C’est un film reconnu dans la carrière de Clint Eastwood. Sa compagnie Malpaso l’a produit en 1971, avec Don Siegel comme réalisateur. On en a entendu parler à nouveau en 2017 quand, pour certains, Sofia Coppola, a eu l’idée malheureuse d’en faire un remake. La fille de Francis Ford s’est attaquée à une œuvre marquante que tout cinéphile un peu curieux peut trouver sans effort en VOD. Ayant vu les deux films, je recommande de les voir ne serait-ce que pour comparer les deux approches d’une même adaptation, étant entendu que la dernière version, celle de Coppola, est plus faible que l’originale. La réalisatrice de Virgin suicides s’est intéressée aux émois, aux rougissements de honte, à la sueur qui se dépose au premier trouble, aux rivalités un peu « chipies » entre jeunes femmes à peine pubères. Elle a fait preuve d’une délicatesse qui confinait parfois au fade. Le film de Siegel est beaucoup cru, gothique (et misogyne ?). Il est produit par une star virile des années 70, Clint, bien plus charismatique que n’a pu l’être Colin Farrell dans le remake. Époque oblige, le désir y est abordé de manière plus frontale et le film comporte son lot d’images choc. Les proies n’est pas si loin dans ses moments de tension des outrances du giallo. Tout en ayant gardé sa vigueur aujourd’hui, c’est un film bien de son époque.

L’histoire se déroule pendant la Guerre de Sécession. Un soldat yankee, John McBurney (Clint Eastwood), blessé à la jambe pendant une bataille en territoire sudiste, est recueilli dans un pensionnat de jeunes filles. La guerre a été longue, pleine de privations et l’arrivée de l’homme provoque un trouble dans la maison. Que ce soit Mme Martha (Géraldine Page), l’intéressée propriétaire des lieux, Ms Edwina la gracile professeure (Elizabeth Hartmann), la toute jeune Amy (Pamelyn Ferdin) ou bien la délurée Carol (Jo Ann Harris), toutes nourrissent un désir pour cet homme qui n’hésite pas à les manipuler. McBurney essaie aussi de s’allier Hallie (Mae Mercer), la servante noire de la maison, sans doute le personnage le plus lucide des lieux.

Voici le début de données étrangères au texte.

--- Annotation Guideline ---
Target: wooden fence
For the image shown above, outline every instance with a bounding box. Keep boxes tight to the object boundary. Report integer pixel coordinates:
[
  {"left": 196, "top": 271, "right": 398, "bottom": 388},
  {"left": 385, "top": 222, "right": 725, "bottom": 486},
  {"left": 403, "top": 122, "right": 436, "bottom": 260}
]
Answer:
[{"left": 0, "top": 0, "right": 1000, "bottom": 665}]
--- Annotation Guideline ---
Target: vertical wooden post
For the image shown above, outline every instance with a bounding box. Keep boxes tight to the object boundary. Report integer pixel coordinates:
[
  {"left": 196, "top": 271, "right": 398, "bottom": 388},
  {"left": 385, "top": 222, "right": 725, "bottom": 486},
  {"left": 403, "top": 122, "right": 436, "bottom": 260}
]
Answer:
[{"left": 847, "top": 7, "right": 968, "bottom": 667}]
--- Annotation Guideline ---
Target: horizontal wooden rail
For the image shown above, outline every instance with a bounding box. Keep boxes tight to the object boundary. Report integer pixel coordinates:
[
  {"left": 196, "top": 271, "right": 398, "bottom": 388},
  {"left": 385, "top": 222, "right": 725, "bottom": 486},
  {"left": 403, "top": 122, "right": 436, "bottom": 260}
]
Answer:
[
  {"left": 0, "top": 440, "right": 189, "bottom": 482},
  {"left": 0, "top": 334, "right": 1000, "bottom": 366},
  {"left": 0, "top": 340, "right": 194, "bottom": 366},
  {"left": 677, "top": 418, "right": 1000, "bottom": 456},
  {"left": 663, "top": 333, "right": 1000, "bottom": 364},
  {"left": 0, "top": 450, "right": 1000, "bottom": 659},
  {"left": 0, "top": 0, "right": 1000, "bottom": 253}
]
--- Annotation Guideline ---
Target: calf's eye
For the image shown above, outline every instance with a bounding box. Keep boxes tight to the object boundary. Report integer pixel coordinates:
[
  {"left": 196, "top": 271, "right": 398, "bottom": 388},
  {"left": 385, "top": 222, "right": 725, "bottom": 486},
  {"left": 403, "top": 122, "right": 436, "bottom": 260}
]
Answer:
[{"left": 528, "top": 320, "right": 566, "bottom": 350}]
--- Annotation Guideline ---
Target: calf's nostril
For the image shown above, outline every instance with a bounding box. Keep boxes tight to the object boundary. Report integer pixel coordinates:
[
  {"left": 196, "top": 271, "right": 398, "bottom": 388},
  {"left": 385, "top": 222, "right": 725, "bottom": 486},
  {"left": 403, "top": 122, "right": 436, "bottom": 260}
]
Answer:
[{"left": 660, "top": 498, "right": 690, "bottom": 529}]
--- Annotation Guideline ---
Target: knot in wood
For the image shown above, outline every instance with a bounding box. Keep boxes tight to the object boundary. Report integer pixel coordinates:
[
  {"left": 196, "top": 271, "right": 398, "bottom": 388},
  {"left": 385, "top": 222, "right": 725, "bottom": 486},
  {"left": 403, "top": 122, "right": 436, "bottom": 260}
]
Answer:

Tout au long du film s’exacerbe un désir féminin qui pour ses protagonistes a du mal à dire son nom. Chacune peut avoir des raisons de séduire le soldat (trouver un homme pour entretenir la ferme, combler un passé sentimental décevant) mais le film entraîne très vite ses héroïnes dans l’irrationnel. En version originale, il s’appelle the beguiled, qui est synonyme d’envoûté, d’ensorcelé ou de séduit. On voit quelques tics du cinéma des années 70 comme l’usage du zoom mais le filmage de Don Siegel (Dirty Harry, Tuez Charley Varrick !) est très habile à montrer le désir circulant et enflant. Ses mouvements de caméra et le montage parfois nerveux, distillant quelques fulgurants flashbacks  illustrent bien la charge pulsionnelle qui anime le film. Grâce à la qualité de son casting, le réalisateur parvient à donner de l’épaisseur à chaque personnage sans en sacrifier. Chaque situation crée une tension et des dynamiques d’attraction-répulsion comme entre un astre et ses satellites. Soulignons aussi la superbe photographie de Bruce Surtees, directeur de la photographie qui accompagnera Eastwood pendant sa carrière (Un frisson dans la nuit, L’évadé d’Alcatraz, Pale rider et beaucoup d’autres. De jour, les paysages et intérieurs prennent avec son image un aspect moite, fané, déliquescent. Les intérieurs éclairés à la bougie de nuit, créant de forts contrastes, accentuent la dualité des personnages féminins, tiraillés entre moralité et stupre.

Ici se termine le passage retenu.